'I've Loved You' full of heart, soul
By Kenneth Turan
Los Angeles Times
By Kenneth Turan
"I've Loved You So Long" is the kind of film America's moviemakers have all but given up on.
An example of the French tradition of high-quality adult melodrama, conventional in technique but not story, this thoughtful, provocative film is slow developing because it's all about character, about the tricky, fragile relationships that make us human; about, if you really want to get down to it, the reclamation of a soul.
When you're doing a film like this, you want the best acting you can get, and writer and first-time director Philippe Claudel chose brilliantly when he picked Kristin Scott Thomas to star as the shattered Juliette.
The bilingual Thomas is best known to domestic audiences for her Oscar-nominated performance in "The English Patient."
Her roles, whether in "Four Weddings and a Funeral" or "Gosford Park" or the recent French-language "Tell No One," have always exuded a kind of imperturbable confidence. But her Juliette is nothing like that, nothing like that at all.
"I've Loved You" opens with Juliette sitting in an airport terminal, waiting for her ride. To say she comes across as gaunt, plain and colorless is to understate the obvious.
Juliette has the unmistakable look of a truly damaged person, a ghost in human form who is in the throes of permanent despair.
Lea, the harried, cheerful woman who finally comes to collect Juliette, is another type entirely. As played by Elsa Zylberstein (whom the director says he chose because he loves "the blend of joy and immense fragility she gives off"), Lea is married with two young children and a demanding job, yet she is the unselfish one in her life, the person who is always willing to do whatever it takes to make things go smoothly.
Though Scott Thomas' is the showier role, it takes Zylberstein's complementary skill to make the scenario completely convincing.
Lea is also Juliette's younger sister, but the women have not seen each other in 15 years, the time Juliette has been in prison.
Because of the nature of her crime, their parents declared that Juliette no longer existed for the family and forcibly kept the sisters apart.
Now Lea desperately wants to reestablish contact, to connect with the sister whose presence she was robbed of. As for what Juliette wants, that is more difficult to know.
For not only is Juliette reluctant to divulge her feelings, filmmaker Claudel likes it that way.
A well-known novelist in France before he turned first to screenwriting and now to direction, Claudel has a writer's appreciation for the nuances of interpersonal dynamics.
He says he is "fed up with today's 'pulsating' cinema," believing instead that "it's important to learn over again waiting, patience and even seeing."
So even though the terrible crime that put Juliette behind bars is a critical part of the story, "I've Loved You" is in no hurry to tell us what it is.
Instead, we first see how other people — those who know and those who don't know what she's done — react to her presence, and we also come to understand how she views the everyday world she has been thrust back into.
Juliette has come to live with her sister in the university town of Nancy because no one else will have her, but it is not at all certain how much she really wants to rejoin a society that is quick to hold her in contempt. Even her sister's husband, Luc (Serge Hazanavicius), does not seem to want her around.

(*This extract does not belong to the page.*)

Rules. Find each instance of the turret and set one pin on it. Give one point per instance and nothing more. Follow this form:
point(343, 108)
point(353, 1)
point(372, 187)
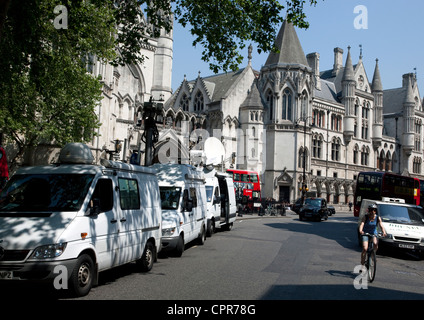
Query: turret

Though we see Juliette interacting with her sister's family (she not surprisingly prefers the nontalking father-in-law) as well as other townspeople, including a quirky police captain (Frederic Pierrot), this connection goes only so far.
Brutally frank as well as disconnected, Juliette has a noticeable chip on her shoulder about how the world reacts to her.

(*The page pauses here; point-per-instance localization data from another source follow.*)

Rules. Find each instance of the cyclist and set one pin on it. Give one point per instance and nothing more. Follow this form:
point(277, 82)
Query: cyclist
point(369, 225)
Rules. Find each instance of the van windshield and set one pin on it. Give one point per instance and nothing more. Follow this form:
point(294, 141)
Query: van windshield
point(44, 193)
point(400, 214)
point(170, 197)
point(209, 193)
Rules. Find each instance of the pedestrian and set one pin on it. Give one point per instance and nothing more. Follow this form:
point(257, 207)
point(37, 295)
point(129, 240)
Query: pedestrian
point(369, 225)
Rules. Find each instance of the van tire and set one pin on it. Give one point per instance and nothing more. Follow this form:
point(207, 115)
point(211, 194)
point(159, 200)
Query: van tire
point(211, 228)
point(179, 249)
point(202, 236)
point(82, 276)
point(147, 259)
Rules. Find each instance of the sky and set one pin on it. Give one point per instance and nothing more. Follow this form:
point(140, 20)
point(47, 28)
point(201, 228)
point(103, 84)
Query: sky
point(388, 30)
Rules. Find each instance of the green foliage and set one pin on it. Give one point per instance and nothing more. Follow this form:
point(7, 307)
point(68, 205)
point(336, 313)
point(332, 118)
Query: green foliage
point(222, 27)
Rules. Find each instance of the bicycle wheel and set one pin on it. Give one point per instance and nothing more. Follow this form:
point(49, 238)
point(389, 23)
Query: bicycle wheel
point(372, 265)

Even as her capacity for feeling seems to be gradually and painfully returning, a stressful process all around, it is not certain that it will take root and grow.
"I've Loved You" is not without weaknesses, including a colleague of Lea's (Laurent Grevill) whose empathy feels a bit schematic.
But performances this strong and direction this sensitive make us simply grateful to have an emotional story we can sink our teeth into and enjoy.